The utility is implementing increased cybersecurity defenses, including system upgrades and enhanced monitoring protocols, to mitigate the risk of future attacks. These measures align with industry standards recommended for energy sector entities amid rising concerns about cyber threats targeting critical infrastructure.
Context and Significance
The energy sector remains a prominent target for cyberattacks due to the critical nature of its infrastructure and potential impacts on public safety and economic stability. NS Power’s swift response and transparent communication reflect growing industry efforts to bolster resilience against such threats. The incident also highlights the importance of maintaining robust cybersecurity frameworks to protect both operational technologies and customer-facing systems.

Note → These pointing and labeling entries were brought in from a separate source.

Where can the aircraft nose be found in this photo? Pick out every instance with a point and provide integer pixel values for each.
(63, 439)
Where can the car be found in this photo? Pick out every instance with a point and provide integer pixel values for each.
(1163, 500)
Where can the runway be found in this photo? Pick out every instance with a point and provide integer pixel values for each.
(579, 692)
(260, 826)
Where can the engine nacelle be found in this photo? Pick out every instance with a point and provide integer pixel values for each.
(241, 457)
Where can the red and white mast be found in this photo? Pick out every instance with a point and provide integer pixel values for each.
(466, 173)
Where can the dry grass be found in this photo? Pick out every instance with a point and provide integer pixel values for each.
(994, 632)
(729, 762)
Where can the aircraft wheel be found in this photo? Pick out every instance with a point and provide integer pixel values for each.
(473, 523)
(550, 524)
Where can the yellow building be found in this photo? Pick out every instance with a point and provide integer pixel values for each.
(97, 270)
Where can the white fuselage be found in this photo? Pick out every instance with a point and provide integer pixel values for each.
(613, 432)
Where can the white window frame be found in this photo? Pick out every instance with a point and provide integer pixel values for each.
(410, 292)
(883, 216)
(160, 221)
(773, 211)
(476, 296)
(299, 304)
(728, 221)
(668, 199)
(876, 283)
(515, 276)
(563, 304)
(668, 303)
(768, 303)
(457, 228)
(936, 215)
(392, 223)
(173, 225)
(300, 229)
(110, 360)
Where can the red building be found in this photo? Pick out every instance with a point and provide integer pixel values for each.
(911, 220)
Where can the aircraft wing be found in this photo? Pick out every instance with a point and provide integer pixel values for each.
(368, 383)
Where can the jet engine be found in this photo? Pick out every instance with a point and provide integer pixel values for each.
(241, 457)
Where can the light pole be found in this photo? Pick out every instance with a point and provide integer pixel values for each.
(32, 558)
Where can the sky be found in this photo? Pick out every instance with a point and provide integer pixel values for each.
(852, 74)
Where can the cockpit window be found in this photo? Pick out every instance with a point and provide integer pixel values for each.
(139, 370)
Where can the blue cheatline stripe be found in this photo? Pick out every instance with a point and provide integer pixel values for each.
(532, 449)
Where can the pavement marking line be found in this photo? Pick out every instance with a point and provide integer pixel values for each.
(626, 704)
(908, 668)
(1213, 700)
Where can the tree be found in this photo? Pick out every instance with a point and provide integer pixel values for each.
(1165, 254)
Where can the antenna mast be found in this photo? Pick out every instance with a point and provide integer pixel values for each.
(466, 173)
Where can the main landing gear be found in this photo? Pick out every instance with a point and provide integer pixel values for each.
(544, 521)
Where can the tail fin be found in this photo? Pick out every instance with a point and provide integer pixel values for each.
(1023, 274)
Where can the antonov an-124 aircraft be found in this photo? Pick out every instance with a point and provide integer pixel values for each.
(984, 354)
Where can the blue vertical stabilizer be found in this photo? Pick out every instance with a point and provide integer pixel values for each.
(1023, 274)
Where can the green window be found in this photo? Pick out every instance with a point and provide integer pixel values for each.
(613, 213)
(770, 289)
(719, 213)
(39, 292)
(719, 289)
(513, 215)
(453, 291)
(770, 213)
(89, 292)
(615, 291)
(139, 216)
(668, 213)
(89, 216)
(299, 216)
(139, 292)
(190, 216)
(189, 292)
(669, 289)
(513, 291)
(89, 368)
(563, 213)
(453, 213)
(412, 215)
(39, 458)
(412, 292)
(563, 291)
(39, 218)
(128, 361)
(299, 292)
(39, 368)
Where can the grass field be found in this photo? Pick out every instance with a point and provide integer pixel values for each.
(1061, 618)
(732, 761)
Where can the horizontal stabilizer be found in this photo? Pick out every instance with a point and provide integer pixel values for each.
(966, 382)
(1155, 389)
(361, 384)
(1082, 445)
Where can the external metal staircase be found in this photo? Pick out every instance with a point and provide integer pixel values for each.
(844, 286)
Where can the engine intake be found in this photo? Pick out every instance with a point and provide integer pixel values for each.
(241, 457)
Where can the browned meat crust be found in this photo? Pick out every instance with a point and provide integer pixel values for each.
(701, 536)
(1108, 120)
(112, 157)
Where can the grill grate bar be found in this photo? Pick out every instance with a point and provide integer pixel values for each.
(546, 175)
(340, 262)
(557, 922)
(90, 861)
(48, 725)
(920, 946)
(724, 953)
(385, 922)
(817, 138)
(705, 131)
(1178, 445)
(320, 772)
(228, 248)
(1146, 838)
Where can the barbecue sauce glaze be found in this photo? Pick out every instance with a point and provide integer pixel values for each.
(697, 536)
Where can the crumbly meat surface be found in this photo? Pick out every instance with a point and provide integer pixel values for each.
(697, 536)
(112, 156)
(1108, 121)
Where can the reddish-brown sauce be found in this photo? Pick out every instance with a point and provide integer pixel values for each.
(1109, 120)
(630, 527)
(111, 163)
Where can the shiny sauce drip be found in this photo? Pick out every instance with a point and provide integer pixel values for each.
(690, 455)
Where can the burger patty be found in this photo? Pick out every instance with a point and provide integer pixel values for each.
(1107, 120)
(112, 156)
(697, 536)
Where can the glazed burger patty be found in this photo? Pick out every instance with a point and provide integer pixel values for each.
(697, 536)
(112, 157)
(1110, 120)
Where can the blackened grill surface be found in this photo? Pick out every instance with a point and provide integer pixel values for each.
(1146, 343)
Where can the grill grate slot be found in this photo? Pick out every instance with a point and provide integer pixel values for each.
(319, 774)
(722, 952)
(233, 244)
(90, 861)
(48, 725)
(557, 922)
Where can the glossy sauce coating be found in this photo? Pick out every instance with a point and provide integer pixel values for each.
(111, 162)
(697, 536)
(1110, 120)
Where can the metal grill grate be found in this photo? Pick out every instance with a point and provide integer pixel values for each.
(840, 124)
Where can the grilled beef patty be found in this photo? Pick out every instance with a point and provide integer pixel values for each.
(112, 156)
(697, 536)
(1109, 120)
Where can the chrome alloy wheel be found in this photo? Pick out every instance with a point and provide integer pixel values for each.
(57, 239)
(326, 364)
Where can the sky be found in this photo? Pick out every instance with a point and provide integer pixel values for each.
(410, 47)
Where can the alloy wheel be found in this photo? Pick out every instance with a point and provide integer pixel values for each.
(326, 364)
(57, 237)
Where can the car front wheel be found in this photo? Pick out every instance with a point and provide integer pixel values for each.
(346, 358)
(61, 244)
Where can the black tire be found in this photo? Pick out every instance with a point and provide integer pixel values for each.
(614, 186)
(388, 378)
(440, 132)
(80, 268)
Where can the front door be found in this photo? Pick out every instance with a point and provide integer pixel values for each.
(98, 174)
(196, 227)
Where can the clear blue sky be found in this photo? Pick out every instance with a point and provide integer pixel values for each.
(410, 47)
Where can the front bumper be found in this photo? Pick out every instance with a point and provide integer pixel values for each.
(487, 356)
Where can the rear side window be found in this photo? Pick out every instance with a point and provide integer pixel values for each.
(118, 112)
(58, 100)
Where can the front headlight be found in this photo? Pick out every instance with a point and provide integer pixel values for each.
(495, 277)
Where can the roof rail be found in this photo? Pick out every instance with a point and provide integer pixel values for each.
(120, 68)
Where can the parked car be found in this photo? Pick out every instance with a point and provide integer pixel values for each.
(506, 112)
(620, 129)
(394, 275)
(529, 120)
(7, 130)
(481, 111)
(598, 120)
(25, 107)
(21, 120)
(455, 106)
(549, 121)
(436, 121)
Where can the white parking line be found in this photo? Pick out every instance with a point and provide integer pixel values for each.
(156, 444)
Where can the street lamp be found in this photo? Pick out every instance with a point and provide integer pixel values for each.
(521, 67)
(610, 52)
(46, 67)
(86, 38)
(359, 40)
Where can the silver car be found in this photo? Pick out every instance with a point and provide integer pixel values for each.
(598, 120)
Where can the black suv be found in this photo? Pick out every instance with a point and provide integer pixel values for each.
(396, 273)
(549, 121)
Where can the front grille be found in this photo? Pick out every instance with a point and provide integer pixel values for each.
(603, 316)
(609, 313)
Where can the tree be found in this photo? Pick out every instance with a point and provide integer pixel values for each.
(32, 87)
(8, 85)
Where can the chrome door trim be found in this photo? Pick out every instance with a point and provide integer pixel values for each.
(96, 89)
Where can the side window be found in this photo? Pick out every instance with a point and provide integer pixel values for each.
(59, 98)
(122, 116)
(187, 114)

In summary, the cyberattack on Nova Scotia Power’s information technology systems on April 25, 2025, underscored the persistent vulnerabilities faced by utilities in the evolving cybersecurity landscape. While the breach disrupted customer service operations temporarily, the core power delivery infrastructure remained secure, and the company promptly implemented containment and investigation measures. NS Power’s ongoing efforts to enhance its cybersecurity defenses and collaborate with experts demonstrate a commitment to safeguarding critical energy infrastructure and minimizing risks to customers. This incident serves as a reminder of the continuous need for vigilance and resilience in protecting vital public services from emerging cyber threats.